After the Tuskegee Institute, Park joined the Department of Sociology at the University of Chicago in 1914, first as a lecturer (until 1923), then as a full professor until his retirement in 1933. He continued to study and teach human ecology and race relations. In 1914, Park taught his first course in the Sociology and Anthropology department. The course was titled The Negro in America and it was, "Directed especially to the effects, in slavery and freedom, of the white and black race, an attempt will be made to characterize the nature of the present tensions and tendencies and to estimate the character of the changes which race relations are likely to bring about in the American system". This class was important from a historical perspective because it may have been the first course ever offered at a predominantly white institution that focused exclusively on black Americans. This set a precedent for classes with similar focuses to come.

==== Legacy ====
During Park's time at the University of Chicago, its sociology department began to use the city that surrounded it as a research laboratory. His work, together with that of his Chicago colleagues, such as Ernest Burgess, Homer Hoyt, and Louis Wirth – developed into an approach to urban sociology that became known as the Chicago School. This would become Park's legacy.

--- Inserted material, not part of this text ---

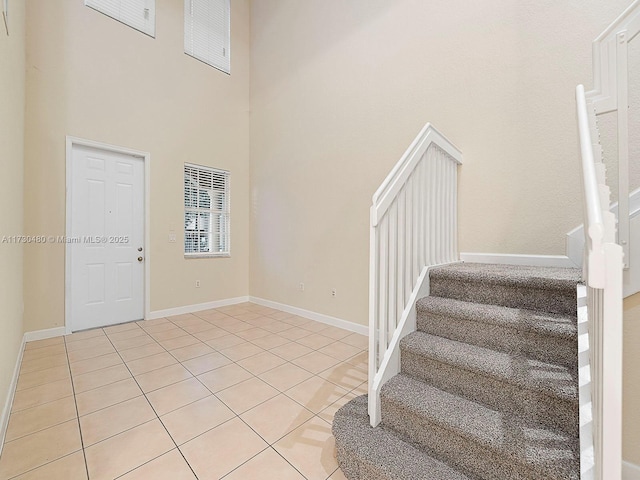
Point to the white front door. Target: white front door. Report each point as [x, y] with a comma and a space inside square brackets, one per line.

After leaving the University of Chicago, Park moved to Nashville, Tennessee. He taught at Fisk University until his death in 1944, at age 79.

During his lifetime, Park became a well-known figure both within and outside the academic world. At various times from 1925, he was president of the American Sociological Association and of the Chicago Urban League, and he was a member of the Social Science Research Council. Park's presidential address for the American Sociological Association was entitled "The Concept of Position in Sociology" and was later published in the Proceedings of the 1925 Annual Meeting.

== Work ==
=== Human ecology ===
Park coined the term human ecology, the study of the relationship between humans and their natural, social, and built environments. The term has been described as an attempt to apply the interrelations of human beings a type of analysis previously applied to the interrelations of plants and animals. Park himself explains human ecology as, "fundamentally an attempt to investigate the processes by which the biotic balance and social equilibrium are disturbed, the transition is made from one relatively stable order to other". Bogardus acknowledges that Park is the father of human ecology, proclaiming, "Not only did he coin the name but he laid out the patterns, offered the earliest exhibit of ecological concepts, defined the major ecological processes and stimulated more advanced students to cultivate the fields of research in ecology than most other sociologists combined."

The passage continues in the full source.